Even with a one-year gain of almost 66%, Jack in the Box only recently graduated to mid-cap classification from small-cap territory. Said differently, Jack in the Box’s current make value of about $3.7 billion means the stock is not a prominent member of many exchange traded funds. Perhaps that means an intrepid ETF issuer should use this writer’s idea (and compensate him) and finally introduce a dedicated restaurant ETF.

Alas, that is a story for another day. The story today is if investors want to access Jack in the Box via ETFs, the PowerShares Dynamic Food & Beverage Portfolio (NYSEArca: PBJ) is the way to go. Just five ETFs feature JACK as a top 10 holding, according to S&P Capital IQ data.

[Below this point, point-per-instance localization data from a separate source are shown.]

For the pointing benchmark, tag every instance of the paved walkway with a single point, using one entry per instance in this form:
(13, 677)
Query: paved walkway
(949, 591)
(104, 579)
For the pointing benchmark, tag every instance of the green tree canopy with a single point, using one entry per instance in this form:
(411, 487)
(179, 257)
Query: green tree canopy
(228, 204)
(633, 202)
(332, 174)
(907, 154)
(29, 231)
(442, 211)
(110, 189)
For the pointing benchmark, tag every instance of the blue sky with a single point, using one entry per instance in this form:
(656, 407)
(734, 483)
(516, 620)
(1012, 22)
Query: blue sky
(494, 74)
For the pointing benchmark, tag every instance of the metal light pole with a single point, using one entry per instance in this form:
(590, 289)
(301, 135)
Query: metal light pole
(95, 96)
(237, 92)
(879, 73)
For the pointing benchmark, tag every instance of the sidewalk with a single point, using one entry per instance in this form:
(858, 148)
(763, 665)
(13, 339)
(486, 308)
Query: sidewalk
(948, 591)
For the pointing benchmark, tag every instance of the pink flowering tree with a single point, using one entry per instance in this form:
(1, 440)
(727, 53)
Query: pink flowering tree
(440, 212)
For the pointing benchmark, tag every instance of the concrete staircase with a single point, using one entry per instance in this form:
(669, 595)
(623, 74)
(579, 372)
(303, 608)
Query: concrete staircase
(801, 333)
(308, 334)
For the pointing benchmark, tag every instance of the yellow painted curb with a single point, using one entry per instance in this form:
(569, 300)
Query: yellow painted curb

The research firm rates PBJ, which has $250.4 million in assets under management, marketweight. [A Sinfully Solid Staples ETF]

PBJ’s name appears to imply it is a different spin on the ordinary consumer staples ETF. That may be true to an extent, but it is not a pure staples ETF. Not with a 12.4% weight to consumer discretionary stocks, including JACK. The stock is 3.47% of PBJ’s weight, making it  the ETF’s ninth-largest holding.

PBJ’s weight to JACK has paid dividends for the ETF’s investors. Not only has JACK crushed larger rivals McDonald’s (NYSE: MCD) and Yum Brands (NYSE: YUM) in terms of total returns over the past year, but JACK has also delivered nearly triple the returns of Chipotle (NYSE: CMG), perhaps the most beloved restaurant growth stock.